KitKat1985 · 17/06/2026 08:27

The loud throat clearing....

CaesarAugusta · 17/06/2026 08:32

CarrieAnnQ · 16/06/2026 21:52

My husband is brilliant but his over the top and incredibly dramatic sneezing fits make me want to kill him

Same with mine! And every single bloody time he sneezes he says "Oh dear".

CaesarAugusta · 17/06/2026 08:35

He still ties his shoelaces as a child might, with two bunny ears rather than the standard one loop method.

I need to know now. What's the standard one loop method?

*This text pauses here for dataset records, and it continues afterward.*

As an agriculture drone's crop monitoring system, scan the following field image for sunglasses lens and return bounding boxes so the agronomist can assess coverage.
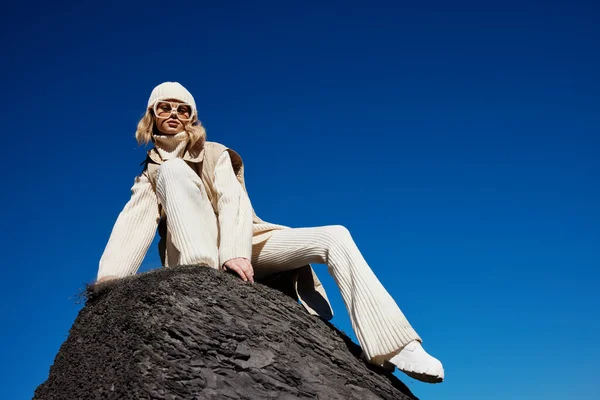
[154,101,192,121]
[155,101,171,118]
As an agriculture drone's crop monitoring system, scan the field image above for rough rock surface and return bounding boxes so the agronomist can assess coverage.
[34,266,415,400]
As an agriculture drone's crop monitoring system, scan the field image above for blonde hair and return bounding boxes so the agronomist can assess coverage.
[135,108,206,148]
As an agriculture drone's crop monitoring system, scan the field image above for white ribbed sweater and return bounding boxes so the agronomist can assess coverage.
[97,132,252,279]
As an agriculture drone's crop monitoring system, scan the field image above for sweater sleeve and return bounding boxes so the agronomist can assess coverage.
[215,151,252,265]
[97,174,160,279]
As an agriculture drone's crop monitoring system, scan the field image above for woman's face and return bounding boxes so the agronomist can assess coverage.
[154,100,192,135]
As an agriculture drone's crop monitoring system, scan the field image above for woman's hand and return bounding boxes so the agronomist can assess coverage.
[223,257,254,283]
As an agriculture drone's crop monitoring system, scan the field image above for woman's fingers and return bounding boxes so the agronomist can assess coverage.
[95,275,119,283]
[223,258,254,283]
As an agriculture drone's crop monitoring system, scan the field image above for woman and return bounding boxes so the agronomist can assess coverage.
[97,82,444,383]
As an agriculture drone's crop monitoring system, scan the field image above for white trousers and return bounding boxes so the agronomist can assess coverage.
[156,161,421,364]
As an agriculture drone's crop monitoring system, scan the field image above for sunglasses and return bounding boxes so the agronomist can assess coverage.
[153,101,193,121]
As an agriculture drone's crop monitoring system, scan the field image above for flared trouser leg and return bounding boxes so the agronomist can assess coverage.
[252,225,421,364]
[156,158,219,268]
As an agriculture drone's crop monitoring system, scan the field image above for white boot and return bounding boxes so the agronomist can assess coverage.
[388,340,444,383]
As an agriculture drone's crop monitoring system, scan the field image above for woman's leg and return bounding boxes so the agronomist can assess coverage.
[156,158,219,268]
[252,225,443,381]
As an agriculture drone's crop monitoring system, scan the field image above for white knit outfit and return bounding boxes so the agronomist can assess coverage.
[98,133,421,364]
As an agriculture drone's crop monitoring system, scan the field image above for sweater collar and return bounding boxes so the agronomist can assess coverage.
[147,131,204,164]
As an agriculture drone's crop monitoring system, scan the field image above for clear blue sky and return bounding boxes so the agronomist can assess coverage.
[0,1,600,400]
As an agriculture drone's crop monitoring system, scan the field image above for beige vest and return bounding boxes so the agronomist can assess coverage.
[144,142,333,320]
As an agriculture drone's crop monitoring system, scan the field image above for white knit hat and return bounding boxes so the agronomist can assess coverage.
[148,82,198,113]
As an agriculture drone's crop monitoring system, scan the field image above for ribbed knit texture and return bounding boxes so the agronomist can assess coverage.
[156,158,219,268]
[252,225,421,364]
[98,134,421,364]
[98,175,160,279]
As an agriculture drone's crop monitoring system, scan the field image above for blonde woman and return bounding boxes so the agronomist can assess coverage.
[97,82,444,383]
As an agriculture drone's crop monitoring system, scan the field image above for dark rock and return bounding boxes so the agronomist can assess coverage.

Kittyberry · 17/06/2026 08:37

Obsessive ‘Bin’ behaviour … frantically keeping a check on recycling - huffing as he takes items out of the recycle pile and designates the correct place to dispose….. marching through the house with recycle bag held aloft and announcing ‘I’m coming through… clear the way’ checking the arrival or not of the bin collection, actually noting for god sake - which neighbours are ‘late’ to take theirs out and generally being a pita.

However is utterly oblivious to cleaning up after himself in the bathroom - mat left on the floor, soggy, toilet frequently unflushed, a wreck of crumbs and butter contamination in the kitchen and never ever ever will take a cup or mug back to the kitchen ….drives me absolutely mad…. From one obsessive passion to utter and total disregard of every day keeping things tidy and functional. And the sanctimonious attitude about how important his job as ‘bin manager ‘ is whilst I clear up around him EVERY day.